EmbeddingIndex#
EmbeddingIndex#
hsfs.embedding.EmbeddingIndex(index_name=None, features=None, col_prefix=None)
Represents an index for managing embedding features.
Arguments
- index_name
str | None
: The name of the embedding index. The name of the project index is used if not provided. - features
List[hsfs.embedding.EmbeddingFeature] | None
: A list ofEmbeddingFeature
objects for the features that contain embeddings that should be indexed for similarity search. - col_prefix
str | None
: The prefix to be added to column names when using project index. It is managed by Hopsworks and should not be provided.
Example
embedding_index = EmbeddingIndex()
embedding_index.add_embedding(name="user_vector", dimension=256)
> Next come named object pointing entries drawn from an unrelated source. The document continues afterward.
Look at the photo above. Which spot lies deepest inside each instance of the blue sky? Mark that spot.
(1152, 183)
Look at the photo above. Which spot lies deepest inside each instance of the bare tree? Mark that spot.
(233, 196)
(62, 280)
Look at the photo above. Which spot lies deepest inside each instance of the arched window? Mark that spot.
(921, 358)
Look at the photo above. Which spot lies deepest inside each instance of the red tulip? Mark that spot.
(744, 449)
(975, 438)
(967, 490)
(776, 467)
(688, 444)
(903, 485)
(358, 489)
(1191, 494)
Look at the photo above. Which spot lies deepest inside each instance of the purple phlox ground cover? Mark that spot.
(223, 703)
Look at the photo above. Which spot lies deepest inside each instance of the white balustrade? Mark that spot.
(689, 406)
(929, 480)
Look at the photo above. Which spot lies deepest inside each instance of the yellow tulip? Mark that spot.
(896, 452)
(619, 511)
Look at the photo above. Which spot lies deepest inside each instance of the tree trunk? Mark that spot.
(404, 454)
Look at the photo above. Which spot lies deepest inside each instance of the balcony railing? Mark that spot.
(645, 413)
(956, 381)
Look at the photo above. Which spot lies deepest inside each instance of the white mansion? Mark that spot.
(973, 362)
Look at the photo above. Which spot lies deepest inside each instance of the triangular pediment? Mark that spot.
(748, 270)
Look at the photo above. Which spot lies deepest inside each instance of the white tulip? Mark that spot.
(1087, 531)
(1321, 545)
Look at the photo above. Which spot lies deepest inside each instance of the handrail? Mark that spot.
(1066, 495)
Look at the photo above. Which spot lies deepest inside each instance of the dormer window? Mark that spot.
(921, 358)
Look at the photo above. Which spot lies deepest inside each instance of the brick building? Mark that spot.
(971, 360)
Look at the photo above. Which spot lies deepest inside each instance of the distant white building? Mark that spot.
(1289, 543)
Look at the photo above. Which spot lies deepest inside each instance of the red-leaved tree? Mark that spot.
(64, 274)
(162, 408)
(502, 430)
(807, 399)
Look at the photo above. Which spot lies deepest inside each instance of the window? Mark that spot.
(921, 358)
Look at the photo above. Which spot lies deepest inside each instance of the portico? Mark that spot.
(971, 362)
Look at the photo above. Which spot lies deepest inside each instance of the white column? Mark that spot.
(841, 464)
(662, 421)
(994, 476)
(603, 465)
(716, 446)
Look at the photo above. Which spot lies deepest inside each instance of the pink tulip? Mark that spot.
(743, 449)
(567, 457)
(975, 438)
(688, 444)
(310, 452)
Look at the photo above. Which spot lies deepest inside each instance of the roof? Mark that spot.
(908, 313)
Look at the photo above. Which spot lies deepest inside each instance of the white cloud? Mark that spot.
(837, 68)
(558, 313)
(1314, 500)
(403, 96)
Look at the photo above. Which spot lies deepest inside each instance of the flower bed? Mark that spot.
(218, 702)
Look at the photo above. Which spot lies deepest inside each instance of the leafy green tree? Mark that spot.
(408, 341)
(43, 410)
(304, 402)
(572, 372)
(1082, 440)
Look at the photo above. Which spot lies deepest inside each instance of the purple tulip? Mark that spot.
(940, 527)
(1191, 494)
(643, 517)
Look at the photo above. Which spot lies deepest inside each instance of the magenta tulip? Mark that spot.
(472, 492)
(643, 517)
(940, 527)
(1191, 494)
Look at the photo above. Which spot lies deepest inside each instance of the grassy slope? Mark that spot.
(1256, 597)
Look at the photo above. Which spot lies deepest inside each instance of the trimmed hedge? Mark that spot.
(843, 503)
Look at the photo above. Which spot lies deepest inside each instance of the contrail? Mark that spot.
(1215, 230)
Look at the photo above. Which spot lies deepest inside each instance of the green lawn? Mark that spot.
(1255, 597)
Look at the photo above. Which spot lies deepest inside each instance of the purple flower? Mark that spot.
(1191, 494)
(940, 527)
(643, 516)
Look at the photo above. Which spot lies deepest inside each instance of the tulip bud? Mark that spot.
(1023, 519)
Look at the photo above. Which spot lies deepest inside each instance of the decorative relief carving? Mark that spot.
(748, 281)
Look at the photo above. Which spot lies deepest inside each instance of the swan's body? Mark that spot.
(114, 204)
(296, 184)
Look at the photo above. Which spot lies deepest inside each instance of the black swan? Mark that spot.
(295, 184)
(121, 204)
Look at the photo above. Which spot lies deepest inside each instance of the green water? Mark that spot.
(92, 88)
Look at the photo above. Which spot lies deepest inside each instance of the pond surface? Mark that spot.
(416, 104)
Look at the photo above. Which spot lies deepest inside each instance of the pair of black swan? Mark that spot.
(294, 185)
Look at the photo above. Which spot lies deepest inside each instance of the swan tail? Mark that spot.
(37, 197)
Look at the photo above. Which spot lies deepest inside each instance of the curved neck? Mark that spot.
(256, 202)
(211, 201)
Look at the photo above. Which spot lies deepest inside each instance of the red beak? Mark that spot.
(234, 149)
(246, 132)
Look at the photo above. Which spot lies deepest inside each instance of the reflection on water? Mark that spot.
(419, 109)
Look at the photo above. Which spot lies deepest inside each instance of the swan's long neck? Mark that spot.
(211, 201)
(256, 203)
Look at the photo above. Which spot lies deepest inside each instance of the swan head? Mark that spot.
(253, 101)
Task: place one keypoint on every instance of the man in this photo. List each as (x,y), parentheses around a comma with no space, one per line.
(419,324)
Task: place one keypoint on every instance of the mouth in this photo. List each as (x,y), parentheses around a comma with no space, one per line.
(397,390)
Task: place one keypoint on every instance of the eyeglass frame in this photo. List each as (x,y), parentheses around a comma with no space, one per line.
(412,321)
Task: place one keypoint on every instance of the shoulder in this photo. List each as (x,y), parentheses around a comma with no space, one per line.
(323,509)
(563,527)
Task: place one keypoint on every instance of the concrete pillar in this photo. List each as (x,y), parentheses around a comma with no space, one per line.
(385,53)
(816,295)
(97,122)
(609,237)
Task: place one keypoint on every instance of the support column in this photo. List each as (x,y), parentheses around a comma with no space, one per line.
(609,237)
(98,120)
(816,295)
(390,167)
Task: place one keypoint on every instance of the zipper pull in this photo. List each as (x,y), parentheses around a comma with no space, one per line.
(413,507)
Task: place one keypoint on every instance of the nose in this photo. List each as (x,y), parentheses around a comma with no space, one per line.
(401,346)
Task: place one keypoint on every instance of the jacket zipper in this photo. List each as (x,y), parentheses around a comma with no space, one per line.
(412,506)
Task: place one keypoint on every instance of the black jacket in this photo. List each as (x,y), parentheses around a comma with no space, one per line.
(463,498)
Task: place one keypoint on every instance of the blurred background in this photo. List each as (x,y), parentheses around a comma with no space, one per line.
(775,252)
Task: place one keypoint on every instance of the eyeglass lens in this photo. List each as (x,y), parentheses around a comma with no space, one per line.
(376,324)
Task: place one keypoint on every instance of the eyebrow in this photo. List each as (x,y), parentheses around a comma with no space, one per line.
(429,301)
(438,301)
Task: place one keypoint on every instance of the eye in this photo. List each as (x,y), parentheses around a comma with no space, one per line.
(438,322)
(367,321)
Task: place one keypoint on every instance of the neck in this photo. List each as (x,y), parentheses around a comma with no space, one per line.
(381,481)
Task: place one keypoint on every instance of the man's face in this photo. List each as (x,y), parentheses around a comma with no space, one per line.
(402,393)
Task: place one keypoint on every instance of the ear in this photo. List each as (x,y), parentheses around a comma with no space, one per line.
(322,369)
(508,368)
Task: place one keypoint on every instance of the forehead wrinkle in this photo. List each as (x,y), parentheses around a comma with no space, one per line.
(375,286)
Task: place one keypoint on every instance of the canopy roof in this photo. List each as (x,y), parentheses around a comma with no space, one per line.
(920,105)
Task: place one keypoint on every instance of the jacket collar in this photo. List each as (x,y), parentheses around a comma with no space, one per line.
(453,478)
embeddings = embedding_index.get_embeddings()
Properties#
col_prefix#
str: The prefix to be added to column names.
feature_group#
FeatureGroup: The feature group object that contains the embedding feature.
index_name#
str: The name of the embedding index.
Methods#
add_embedding#
EmbeddingIndex.add_embedding(name, dimension, similarity_function_type="l2_norm", model=None)
Adds a new embedding feature to the index.
Example:
embedding_index = EmbeddingIndex()
embedding_index.add_embedding(name="user_vector", dimension=256)
# Attach a hsml model to the embedding feature
embedding_index = EmbeddingIndex()
embedding_index.add_embedding(name="user_vector", dimension=256, model=hsml_model)
Arguments
- name
str
: The name of the embedding feature. - dimension
int
: The dimensionality of the embedding feature. - similarity_function_type
hsfs.embedding.SimilarityFunctionType | None
: The type of similarity function to be used. - model (hsml.model.Model, optional): The hsml model used to generate the embedding. Defaults to None.
count#
EmbeddingIndex.count(options=None)
Count the number of records in the feature group.
Arguments
- options
map | None
: The options used for the request to the vector database. The keys are attribute values of thehsfs.core.opensearch.OpensearchRequestOption
class.
Returns
int: The number of records in the feature group.
Raises:
ValueError: If the feature group is not initialized. FeaturestoreException: If an error occurs during the count operation.
get_embedding#
EmbeddingIndex.get_embedding(name)
Returns the hsfs.embedding.EmbeddingFeature
object associated with the feature name.
Arguments
- name (str): The name of the embedding feature.
Returns
hsfs.embedding.EmbeddingFeature
object
get_embeddings#
EmbeddingIndex.get_embeddings()
Returns the list of hsfs.embedding.EmbeddingFeature
objects associated with the index.
Returns
A list of hsfs.embedding.EmbeddingFeature
objects
json#
EmbeddingIndex.json()
Serialize the EmbeddingIndex object to a JSON string.
to_dict#
EmbeddingIndex.to_dict()
Convert the EmbeddingIndex object to a dictionary.
Returns: dict: A dictionary representation of the EmbeddingIndex object.